De alguma maneira, a secundarização desse grupo descreve um mecanismo de recalque do ideário reformista cujo enfrentamento precisa ser feito buscando alternativas condizentes a esta parcela da população. De maneira geral, as soluções indicadas não tiveram o alcance esperado nem foram bem-sucedidas em relação aos serviços de natureza territorial e interdisciplinar, como o CAPS e demais dispositivos clínico-políticos. Esta dificuldade aponta a inexistência de um lugar simbólico dentro da RAPS para essa demanda e favorece a ampliação do discurso médico psiquiátrico, que a acolhe e a ela responde com seus mecanismos tradicionais – como os ansiolíticos e antidepressivos –, fazendo com que a rede básica de saúde seja responsável por número significativo de prescrições e pelo aumento do consumo desses medicamentos em nosso país.

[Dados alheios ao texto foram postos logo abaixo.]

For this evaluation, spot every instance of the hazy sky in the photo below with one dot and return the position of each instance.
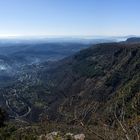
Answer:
(69, 17)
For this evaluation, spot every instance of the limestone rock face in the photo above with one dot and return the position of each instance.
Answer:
(57, 136)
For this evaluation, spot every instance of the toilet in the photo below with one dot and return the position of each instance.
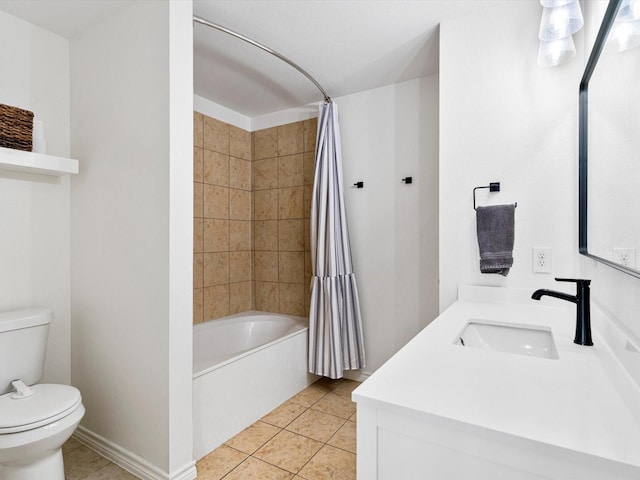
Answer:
(35, 419)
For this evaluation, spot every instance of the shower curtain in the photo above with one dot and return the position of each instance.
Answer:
(335, 325)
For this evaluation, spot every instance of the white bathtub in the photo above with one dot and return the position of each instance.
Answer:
(244, 366)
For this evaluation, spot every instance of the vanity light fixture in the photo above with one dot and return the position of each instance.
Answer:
(560, 20)
(625, 33)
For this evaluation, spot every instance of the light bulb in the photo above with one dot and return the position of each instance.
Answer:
(555, 52)
(560, 21)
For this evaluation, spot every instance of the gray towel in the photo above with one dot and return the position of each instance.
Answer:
(495, 226)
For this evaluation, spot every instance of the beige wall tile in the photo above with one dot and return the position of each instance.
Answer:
(291, 235)
(240, 298)
(198, 235)
(239, 204)
(310, 133)
(216, 268)
(308, 167)
(290, 203)
(239, 267)
(267, 299)
(307, 236)
(265, 143)
(216, 168)
(216, 302)
(198, 270)
(198, 158)
(265, 266)
(290, 171)
(307, 302)
(198, 200)
(266, 204)
(265, 174)
(292, 299)
(239, 143)
(216, 235)
(198, 305)
(291, 267)
(306, 206)
(266, 235)
(216, 135)
(308, 266)
(240, 173)
(290, 138)
(239, 235)
(216, 202)
(198, 129)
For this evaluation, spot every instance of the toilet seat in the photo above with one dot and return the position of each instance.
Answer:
(49, 403)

A RAPS foi instituída pela Portaria 3.088, de 23 de dezembro de 2011, abrangendo sete componentes: Atenção Básica em Saúde, Atenção Psicossocial Especializada, Atenção Residencial de Caráter Transitório, Urgência e Emergência, Atenção Hospitalar, Estratégias de Desinstitucionalização e Reabilitação Psicossocial. Com as mudanças editadas pelo novo governo, através da Nota Técnica 11/2019, do Ministério da Saúde, são incluídos o Hospital Psiquiátrico, o ambulatório multiprofissional de Saúde Mental e as comunidades terapêuticas. Antes disso, a Portaria 3588, de 21 de dezembro de 2017, fez adendos à RAPS, incluindo leito em hospital psiquiátrico especializado como parte da RAPS e alterando os modos de financiamento para leitos hospitalares (tornando mais interessante financeiramente a internação de longa duração). Com estas inclusões, a nova Política agride frontalmente a pauta de conquistas obtidas com a Lei 10.216, ao definir que o princípio orientador do redirecionamento do modelo de cuidado deixa de ser substitutivo e passa a ser alternativo.

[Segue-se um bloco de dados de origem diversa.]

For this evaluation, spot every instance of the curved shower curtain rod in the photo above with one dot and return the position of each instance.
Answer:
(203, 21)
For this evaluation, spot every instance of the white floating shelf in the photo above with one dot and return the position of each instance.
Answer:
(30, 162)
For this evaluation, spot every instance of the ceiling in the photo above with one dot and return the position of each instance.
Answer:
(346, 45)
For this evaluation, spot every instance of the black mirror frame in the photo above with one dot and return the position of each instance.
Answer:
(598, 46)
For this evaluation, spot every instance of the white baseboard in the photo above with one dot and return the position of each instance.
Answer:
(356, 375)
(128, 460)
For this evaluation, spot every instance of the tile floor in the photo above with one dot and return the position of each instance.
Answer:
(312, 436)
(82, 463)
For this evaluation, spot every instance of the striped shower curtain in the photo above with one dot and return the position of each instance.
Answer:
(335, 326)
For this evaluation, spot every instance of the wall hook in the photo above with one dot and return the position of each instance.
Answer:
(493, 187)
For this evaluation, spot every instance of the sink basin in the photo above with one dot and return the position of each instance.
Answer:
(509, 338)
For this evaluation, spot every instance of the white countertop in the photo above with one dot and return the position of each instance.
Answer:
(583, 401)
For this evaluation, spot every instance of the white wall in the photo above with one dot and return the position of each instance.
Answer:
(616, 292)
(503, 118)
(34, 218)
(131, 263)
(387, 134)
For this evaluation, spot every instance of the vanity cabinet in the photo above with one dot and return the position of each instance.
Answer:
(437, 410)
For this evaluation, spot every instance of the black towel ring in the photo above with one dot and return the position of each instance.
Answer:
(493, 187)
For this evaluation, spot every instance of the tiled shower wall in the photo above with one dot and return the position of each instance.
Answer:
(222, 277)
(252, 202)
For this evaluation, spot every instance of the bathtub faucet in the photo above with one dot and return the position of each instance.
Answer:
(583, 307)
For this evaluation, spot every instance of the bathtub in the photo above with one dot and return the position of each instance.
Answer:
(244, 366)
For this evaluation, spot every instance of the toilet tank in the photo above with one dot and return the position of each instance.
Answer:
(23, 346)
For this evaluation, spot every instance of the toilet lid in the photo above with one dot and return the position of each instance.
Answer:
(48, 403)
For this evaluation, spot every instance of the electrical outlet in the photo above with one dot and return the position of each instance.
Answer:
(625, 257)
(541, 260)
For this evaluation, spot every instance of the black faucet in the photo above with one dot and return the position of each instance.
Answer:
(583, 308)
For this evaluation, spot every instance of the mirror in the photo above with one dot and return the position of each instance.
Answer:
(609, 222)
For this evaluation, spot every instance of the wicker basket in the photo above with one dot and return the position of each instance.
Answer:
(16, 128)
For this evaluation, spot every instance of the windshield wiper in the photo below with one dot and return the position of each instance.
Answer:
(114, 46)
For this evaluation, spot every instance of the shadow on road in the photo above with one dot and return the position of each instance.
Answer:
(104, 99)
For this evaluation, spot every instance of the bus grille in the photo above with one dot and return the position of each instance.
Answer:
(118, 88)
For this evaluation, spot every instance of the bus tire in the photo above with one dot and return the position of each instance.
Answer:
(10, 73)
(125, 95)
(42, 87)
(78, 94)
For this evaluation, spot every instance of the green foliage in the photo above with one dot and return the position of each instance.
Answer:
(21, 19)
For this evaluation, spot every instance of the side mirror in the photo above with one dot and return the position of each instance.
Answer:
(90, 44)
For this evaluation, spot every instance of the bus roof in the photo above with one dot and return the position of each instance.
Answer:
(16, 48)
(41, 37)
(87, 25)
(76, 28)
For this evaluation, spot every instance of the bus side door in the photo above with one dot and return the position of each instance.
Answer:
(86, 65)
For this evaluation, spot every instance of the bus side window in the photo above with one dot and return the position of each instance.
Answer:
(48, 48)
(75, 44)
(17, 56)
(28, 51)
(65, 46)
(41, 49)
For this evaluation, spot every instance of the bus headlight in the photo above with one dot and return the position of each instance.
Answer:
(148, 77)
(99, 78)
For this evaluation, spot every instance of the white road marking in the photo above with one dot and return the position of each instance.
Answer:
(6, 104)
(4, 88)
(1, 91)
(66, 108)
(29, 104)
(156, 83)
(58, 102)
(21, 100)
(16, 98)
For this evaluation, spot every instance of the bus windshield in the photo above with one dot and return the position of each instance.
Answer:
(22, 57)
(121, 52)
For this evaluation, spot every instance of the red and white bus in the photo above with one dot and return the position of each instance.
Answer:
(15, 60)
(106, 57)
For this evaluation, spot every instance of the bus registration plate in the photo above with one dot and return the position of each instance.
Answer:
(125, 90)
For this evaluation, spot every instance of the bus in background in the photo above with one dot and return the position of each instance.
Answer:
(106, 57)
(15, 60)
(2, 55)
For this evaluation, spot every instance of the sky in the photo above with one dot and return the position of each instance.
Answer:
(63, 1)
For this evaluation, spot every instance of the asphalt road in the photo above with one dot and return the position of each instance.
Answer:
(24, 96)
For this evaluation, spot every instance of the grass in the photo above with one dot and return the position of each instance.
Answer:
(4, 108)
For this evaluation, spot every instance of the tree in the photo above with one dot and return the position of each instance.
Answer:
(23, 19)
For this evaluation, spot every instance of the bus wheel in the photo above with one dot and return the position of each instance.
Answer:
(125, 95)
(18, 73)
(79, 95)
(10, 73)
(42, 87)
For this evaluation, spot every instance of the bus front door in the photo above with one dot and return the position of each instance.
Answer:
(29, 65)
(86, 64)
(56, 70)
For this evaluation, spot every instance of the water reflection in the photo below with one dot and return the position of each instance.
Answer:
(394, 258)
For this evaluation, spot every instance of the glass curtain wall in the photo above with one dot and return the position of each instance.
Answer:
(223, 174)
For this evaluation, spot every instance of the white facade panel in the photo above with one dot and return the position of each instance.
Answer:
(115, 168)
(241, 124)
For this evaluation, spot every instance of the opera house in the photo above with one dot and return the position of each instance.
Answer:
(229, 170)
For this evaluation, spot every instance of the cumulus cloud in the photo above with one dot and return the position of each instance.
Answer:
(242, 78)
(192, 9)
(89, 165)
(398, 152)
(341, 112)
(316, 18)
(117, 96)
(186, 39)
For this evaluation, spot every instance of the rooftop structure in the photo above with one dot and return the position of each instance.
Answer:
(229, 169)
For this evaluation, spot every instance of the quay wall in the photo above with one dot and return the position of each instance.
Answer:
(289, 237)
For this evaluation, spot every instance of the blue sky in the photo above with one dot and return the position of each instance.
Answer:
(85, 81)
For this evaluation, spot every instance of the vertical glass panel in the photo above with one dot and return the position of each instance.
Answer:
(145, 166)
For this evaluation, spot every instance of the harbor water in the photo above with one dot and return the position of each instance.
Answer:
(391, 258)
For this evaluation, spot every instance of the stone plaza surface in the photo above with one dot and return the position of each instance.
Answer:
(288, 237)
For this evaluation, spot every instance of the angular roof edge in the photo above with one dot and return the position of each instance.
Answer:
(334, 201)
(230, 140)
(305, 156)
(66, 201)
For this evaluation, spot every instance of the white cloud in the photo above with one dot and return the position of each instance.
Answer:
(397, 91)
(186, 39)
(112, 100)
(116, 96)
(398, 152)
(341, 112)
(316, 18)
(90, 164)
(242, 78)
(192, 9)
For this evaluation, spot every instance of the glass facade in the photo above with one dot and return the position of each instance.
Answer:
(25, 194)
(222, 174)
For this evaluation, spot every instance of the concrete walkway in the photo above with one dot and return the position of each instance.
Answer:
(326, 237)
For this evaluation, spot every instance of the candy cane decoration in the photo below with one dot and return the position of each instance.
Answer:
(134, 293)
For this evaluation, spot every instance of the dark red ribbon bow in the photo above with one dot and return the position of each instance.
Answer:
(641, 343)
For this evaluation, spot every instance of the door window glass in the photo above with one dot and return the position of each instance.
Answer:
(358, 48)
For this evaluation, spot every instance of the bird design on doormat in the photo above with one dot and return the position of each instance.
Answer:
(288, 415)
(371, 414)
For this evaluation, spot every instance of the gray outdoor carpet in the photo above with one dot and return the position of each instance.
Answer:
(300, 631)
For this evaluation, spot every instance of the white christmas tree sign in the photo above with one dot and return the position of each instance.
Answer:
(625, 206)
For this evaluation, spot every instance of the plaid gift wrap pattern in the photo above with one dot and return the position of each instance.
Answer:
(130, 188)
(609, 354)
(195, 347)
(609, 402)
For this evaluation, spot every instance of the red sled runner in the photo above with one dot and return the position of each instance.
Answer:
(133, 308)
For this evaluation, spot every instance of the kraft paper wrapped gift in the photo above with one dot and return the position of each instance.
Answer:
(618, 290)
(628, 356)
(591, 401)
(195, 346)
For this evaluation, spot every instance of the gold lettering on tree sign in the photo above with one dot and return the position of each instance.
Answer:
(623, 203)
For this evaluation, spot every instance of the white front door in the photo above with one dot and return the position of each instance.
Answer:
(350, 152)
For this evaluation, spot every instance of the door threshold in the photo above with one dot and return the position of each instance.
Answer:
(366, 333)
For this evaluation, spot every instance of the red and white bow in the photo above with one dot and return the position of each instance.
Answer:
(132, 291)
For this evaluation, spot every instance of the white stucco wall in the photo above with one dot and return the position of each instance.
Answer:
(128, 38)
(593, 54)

Em meio a tal retrocesso, essa mesma portaria incluiu o financiamento para Equipe Multiprofissional de Atenção Especializada em Saúde Mental/Unidades Ambulatoriais Especializadas (AMENT). Muitos municípios que não haviam desativados seus ambulatórios de saúde mental, apesar de não terem financiamento para os mesmos, agora estão buscando sua habilitação. Nesse sentido, o atendimento ambulatorial reaparece como serviço e passa a

receber incentivo de custeio. Esta mudança, sob certo ponto de vista, parece representar um avanço ao prever uma modalidade de cuidado que não estava adequadamente contemplada na versão anterior da RAPS e que não se percebia acolhida, nem na atenção básica e nem nos CAPS. Contudo, o fato de incluir uma equipe multiprofissional especializada não garante, a

priori, nenhuma mudança significativa no modo de cuidado. Pelo contrário, o que se pode

depreender desta decisão, e que hoje já temos elementos concretos para afirmar, é que a mesma tenta dar novas roupagens ao antigo ambulatório reintroduzindo o modelo privado de cuidado, que resulta nos mesmos problemas que forçaram o seu fechamento: consultas burocratizadas, filas de espera, incremento da prescrição medicamentosa e provável tendência de cronificação do doente pela identificação e submissão às novas formas de captura do sujeito, referido aos códigos diagnósticos de transtornos.

Frente a esta realidade, impõe-se um trabalho árduo de afirmação do modelo, disseminação de informações e qualificação dos serviços, usuários e trabalhadores, em especial na atenção básica, que mantem uma estreita dependência em relação ao código médico para o acolhimento aos casos de saúde mental. Neste ponto, fica nítido que o agenciamento e a produção de novas respostas destinadas às situações de crise precisam contar com a participação ativa da rede de assistência da saúde, sem a qual pouco se conseguirá avançar na direção de mudanças paradigmáticas. Esse desafio passa também pela inclusão de temas que atravessam estruturalmente as possiblidades de acesso e a qualidade do cuidado, como a população negra, indígena, LGBTQ+ e moradores de rua.